Monday, September 14, 2009

Where Do I Get Prescribing Information?

You may have heard about the uproar concerning "Comparative Effectiveness" proposals which would require head-to-head comparisons of various treatments or drugs in studies which have the power (i.e., which usually means a large number of subjects tested) to determine which treatments or drugs provide the "best" results.

We haven't seen many head-to-head drug tests because they are economically risky for participating manufacturers. Several years ago in a head-to-head test a well-known cholesterol-lowering "statin" didn't fare well against another manufacturer's product, teaching the industry a lesson about losing market share, losing sales, requiring your company to spend a lot more money on promotion to convince doctors to prescribe your drug, making discount deals with HMOs and other entities,  hurting your stock price . . .  Well, you get the picture.  So pharmaceutical manufacturers and holders of patents and rights on other forms of therapies are understandably reluctant to expose their products to the truth about their effectiveness, as compared to other products.

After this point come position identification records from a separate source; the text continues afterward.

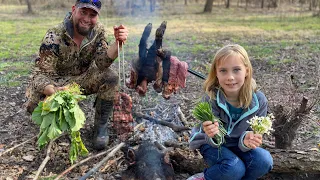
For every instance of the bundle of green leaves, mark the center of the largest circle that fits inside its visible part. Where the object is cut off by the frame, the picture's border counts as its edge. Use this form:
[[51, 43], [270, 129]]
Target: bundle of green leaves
[[60, 113], [203, 112], [261, 125]]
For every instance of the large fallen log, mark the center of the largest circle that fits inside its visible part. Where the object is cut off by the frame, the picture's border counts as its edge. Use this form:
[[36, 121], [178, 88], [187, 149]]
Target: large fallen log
[[285, 161]]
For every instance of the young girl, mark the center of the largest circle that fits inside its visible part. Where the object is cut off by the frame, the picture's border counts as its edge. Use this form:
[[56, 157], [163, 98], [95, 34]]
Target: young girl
[[232, 93]]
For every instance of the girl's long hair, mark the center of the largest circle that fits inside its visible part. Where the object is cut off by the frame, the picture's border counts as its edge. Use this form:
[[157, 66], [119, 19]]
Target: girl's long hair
[[212, 83]]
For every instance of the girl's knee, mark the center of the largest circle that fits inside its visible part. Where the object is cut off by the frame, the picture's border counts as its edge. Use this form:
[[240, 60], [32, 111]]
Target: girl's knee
[[228, 170], [235, 170]]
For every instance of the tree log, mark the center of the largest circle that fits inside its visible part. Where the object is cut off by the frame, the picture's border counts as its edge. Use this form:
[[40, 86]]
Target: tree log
[[285, 161]]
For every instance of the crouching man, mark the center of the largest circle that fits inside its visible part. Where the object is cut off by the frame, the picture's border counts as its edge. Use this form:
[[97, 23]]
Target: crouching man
[[77, 51]]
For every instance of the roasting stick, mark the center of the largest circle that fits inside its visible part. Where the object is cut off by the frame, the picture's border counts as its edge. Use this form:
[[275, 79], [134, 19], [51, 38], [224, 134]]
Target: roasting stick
[[121, 70]]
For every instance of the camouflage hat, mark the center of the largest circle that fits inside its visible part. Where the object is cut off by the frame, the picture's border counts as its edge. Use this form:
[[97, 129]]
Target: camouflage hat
[[92, 4]]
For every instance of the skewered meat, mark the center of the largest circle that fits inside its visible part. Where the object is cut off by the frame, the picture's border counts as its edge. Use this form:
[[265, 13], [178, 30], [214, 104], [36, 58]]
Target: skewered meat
[[156, 65]]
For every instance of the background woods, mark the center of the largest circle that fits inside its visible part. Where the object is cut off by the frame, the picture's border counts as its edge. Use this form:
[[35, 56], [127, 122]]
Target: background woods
[[311, 5], [282, 40]]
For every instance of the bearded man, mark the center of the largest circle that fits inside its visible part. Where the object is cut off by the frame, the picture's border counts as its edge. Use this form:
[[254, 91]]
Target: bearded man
[[77, 51]]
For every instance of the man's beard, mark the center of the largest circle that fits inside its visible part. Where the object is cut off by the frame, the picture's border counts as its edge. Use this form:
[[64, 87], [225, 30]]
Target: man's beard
[[82, 31]]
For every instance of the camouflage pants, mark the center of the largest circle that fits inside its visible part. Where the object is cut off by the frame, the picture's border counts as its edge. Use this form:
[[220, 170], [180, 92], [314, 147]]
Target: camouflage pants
[[93, 81]]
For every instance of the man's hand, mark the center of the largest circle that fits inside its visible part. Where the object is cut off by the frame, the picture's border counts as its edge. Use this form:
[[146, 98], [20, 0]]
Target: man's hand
[[252, 140], [120, 33], [211, 129]]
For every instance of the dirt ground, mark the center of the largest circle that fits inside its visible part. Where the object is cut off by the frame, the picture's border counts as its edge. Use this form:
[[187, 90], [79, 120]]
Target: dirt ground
[[283, 83], [17, 126]]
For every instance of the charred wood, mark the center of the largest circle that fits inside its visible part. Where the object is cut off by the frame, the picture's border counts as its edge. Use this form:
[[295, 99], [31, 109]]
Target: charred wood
[[164, 123]]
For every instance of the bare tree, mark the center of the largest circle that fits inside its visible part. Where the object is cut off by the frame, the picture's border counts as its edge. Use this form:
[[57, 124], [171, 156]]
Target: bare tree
[[30, 11], [208, 6], [152, 5]]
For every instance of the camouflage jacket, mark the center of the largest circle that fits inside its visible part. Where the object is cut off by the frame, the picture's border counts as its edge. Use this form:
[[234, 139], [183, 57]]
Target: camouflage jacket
[[60, 59]]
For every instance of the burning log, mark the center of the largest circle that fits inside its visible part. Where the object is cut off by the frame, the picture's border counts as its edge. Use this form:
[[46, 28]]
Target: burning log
[[164, 123]]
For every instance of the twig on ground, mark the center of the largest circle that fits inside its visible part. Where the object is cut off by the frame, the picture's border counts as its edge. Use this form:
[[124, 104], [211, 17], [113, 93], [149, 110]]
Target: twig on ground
[[95, 168], [182, 145], [112, 162], [81, 162], [44, 162], [114, 150], [11, 149], [89, 158]]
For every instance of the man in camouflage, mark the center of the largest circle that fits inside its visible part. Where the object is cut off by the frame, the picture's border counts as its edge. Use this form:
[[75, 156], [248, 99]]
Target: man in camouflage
[[77, 51]]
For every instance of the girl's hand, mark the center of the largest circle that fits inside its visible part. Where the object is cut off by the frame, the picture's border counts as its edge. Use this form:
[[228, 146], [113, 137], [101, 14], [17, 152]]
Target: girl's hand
[[210, 128], [252, 140]]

The issue really isn't rationing.  It is access to statistically valid information about the effectiveness of various therapies.  It will be difficult for a pharmaceutical company to convince the doctors at a pharmaceutical company lunch, or in its advertising, to prescribe its product when the objective evidence clearly favors another manufacturer's product (or maybe even no treatment). Your doctor often selects a drug for your treatment for entirely irrational reasons, not because your doctor is irrational, but because the system keeps accurate verifiable information from her. I met with a group of doctors and a drug company representative a few days ago and listened to information which omitted an important "black box" requirement which had just been implemented by the FDA

I get prescribing information from The Medical Letter On Drugs and Therapeutics to which I have subscribed for more than 30 years. Articles begin with the rationale for the FDA's approval of the subject drug, a review of its pharmacology, a review of clinical studies and adverse effects, an analysis of drug interactions and medically significant issues, and a conclusion, which often suggests that practitioners should delay prescribing the drug in question until more data becomes available. The Medical Letter is non-profit, has no advertisements, is neutral in tone, and provides reliable information.

By the way, until we have Comparative Effectiveness evaluations, why don't you ask your own doctor where he gets his information.  Is it impartial?  Is it truthful?  Is it complete? Does it come with a free lunch?